Monday, March 9, 2015

The Freestyle Battle 2014

Computer-based Chess with Houdini & Co.
by Arno Nickel - (Read in German)
Since 4th February the Freestyle Battle 2014arguably the strongest computer chess tournament of all times, is played on the InfinityChess server. 30 invited players from the field of Freestyle Chess, pure computer chess and correspondence chess play a round robin tournament with a long game time limit (90m+15s). The participants can choose freely which tools they want to use for help, on which hardware they play, and which chess programs they use. The overall prize fund amounts to 20.000 US-dollar, with a first prize of 5,500 US-dollar. After 18 from 29 rounds the English player Anson Williams (nickname "Intagrand") leads by tie-break, followed by the Philippine player Alvin Alcala (nickname "Maximus") with the same number of points.

29 rounds all play all
The tournament mode evokes memories of times long gone when classical tournament chess still indulged in the luxury of gigantic round-robin tournaments. Karlsbad 1911 had 26 participants, and in New York 1889 20 participants played a double round-robin tournament, lasting for more than two months. Of course, an online-tournament such as the Freestyle Battle 2014 cannot be compared with such events. There is no rent to pay for the playing venue and no costs for hotels occur, the players continue to work in their regular jobs or do whatever they do and only meet on Tuesdays, Thursdays, and Saturdays for the games. For a player from St. Petersburg it might be rather late, 11pm, while the Big Ben in London just strikes 7pm, and the chess player in New York just had lunch at 2pm in the afternoon. However, despite the fantastic opportunities of online chess, not everyone wants or can commit to participate in a gigantic tournament with 29 playing days. Some might even be discouraged, which is why this format, which the tournament sponsor from Abu Dhabi wished for, will certainly not be the mode of choice for official qualification tournaments. However, let’s not get too much ahead of ourselves, and look at other things first. What, in fact, is Freestyle Chess about and how is such a tournament organized?
The soul of Freestyle Chess
One of the most exciting questions concerning computer chess is: can humans still add something of value to the deep calculations of the machine or even counter it? Or, relating to Freestyle Chess: is the computer/human team, the so-called "centaur", in a match really better than a computer operating on its own?
A few years ago, between 2005-2008, during the PAL/CSS-Freestyle-Tournaments on the ChessBase server, which offered prizes, this question was hotly debated, and answered with a "yes, but...". The results were in favor of the centaurs despite some occasional spectacular success of the machines. Here preparation played a significant role, because the superiority of the centaurs was more marked in round robin tournaments than in open tournaments with short term pairings. Specific opening choices, time management, structural knowledge, positional feeling, and deep analysis of critical variations in advance (going into the variations) were cornerstones of the centaur-strategy, even though one had to concede that the computers achieved a relatively high number of draws, particularly so when playing with White.

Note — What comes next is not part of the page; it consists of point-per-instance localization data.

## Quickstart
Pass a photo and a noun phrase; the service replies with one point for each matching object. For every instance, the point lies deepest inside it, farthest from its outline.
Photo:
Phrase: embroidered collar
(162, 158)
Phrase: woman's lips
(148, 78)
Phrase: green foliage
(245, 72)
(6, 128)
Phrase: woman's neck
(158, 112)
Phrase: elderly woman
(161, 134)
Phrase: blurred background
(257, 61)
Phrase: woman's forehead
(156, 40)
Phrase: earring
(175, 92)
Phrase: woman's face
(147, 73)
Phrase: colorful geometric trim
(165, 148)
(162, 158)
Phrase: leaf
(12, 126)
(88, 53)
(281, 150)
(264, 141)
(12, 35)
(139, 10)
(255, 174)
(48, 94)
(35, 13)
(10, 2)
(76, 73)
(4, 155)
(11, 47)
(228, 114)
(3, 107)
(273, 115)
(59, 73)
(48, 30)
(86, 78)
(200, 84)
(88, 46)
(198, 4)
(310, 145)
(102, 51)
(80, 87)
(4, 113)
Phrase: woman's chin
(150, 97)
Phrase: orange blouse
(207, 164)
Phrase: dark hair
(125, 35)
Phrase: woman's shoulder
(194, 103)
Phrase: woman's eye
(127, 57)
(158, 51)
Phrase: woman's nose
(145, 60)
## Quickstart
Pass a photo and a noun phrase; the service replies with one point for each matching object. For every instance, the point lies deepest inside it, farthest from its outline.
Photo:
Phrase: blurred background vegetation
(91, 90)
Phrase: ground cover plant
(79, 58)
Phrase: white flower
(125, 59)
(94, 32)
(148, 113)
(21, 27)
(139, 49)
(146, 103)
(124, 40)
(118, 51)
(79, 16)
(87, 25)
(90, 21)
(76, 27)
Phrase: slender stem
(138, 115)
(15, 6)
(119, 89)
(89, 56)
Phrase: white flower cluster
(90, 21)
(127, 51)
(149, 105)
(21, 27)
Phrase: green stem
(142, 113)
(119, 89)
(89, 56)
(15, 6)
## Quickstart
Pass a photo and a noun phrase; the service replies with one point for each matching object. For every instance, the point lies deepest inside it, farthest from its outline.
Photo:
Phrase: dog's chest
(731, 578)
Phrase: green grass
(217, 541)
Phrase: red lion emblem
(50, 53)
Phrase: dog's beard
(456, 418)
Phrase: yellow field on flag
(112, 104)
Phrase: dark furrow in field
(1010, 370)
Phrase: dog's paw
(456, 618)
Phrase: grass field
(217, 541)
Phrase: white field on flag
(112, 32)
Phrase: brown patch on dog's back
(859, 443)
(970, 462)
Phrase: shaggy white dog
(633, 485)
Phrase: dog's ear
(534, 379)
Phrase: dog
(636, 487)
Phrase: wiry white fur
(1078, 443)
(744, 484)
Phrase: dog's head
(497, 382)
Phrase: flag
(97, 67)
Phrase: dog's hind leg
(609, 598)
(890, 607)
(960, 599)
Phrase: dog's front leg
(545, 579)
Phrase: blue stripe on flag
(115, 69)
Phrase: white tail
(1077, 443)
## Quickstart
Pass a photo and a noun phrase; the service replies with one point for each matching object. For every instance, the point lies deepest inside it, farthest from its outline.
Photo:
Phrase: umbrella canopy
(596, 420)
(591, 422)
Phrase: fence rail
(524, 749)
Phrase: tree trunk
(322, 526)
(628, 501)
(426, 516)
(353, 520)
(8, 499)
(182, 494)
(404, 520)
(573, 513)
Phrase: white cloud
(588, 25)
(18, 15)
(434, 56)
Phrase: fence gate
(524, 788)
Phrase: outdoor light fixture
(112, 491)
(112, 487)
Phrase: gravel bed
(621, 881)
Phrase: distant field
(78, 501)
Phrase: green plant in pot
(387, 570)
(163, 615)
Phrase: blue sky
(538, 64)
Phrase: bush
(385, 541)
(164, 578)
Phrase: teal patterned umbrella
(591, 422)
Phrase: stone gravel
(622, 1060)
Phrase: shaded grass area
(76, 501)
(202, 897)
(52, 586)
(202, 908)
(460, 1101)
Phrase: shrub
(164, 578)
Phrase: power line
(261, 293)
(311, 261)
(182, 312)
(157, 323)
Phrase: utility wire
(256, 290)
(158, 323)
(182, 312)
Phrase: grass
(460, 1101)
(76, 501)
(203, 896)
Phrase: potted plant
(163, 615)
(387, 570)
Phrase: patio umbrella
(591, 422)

Logo of the PAL/CSS Tournament

Today, at a time when computer developments are rapidly taking place, and a new generation of chess engine has changed the chess world, the question of the role humans play in this battle can no longer be answered that clearly. A lot of chess commentary and video-livestreams at tournaments, in which engines (mostlyHoudini) run parallel to the games, sometimes create the impression that the chess engines know it all. What, then, can a human do? However, in reality things look rather different as everybody knows who has ever tried to analyze positions, in which several candidate moves of apparently rather equal value are possible, with the help of a computer knows.

Similar to correspondence chess but with a completely different time frame, Freestyle is about exploring the intricacies of a position deeper than a tournament player can do this over the board. Most of the time an engine can do this on its own, but depending on the position, the hardware the engine is running on, the opening book the engine has, and how its parameters are tuned, again and again there will be situations, in which a human can influence the analytical process profitably, namely as follows:
- Regulating the time factor
- Deepened analysis of critical variations
- Choosing the mode of analysis (single or multiple variation mode)
- Comparing different programs simultaneously
- Choosing between engine moves of equal value
- Applying structural chess knowledge.
All these points play an important role in a match of well equipped freestylers and may result in highly interesting games, which please the eye of the beholder because of their unique perfection. However, whether one succeeds in this respect is always an open question because not every opening variation leads to interesting positions and not every human interference regulating computer analysis is useful or crowned with success. However, such matches are definitely exciting, not least because of the many imponderables, which include technical factors, such as, for example, engine bugs and time trouble.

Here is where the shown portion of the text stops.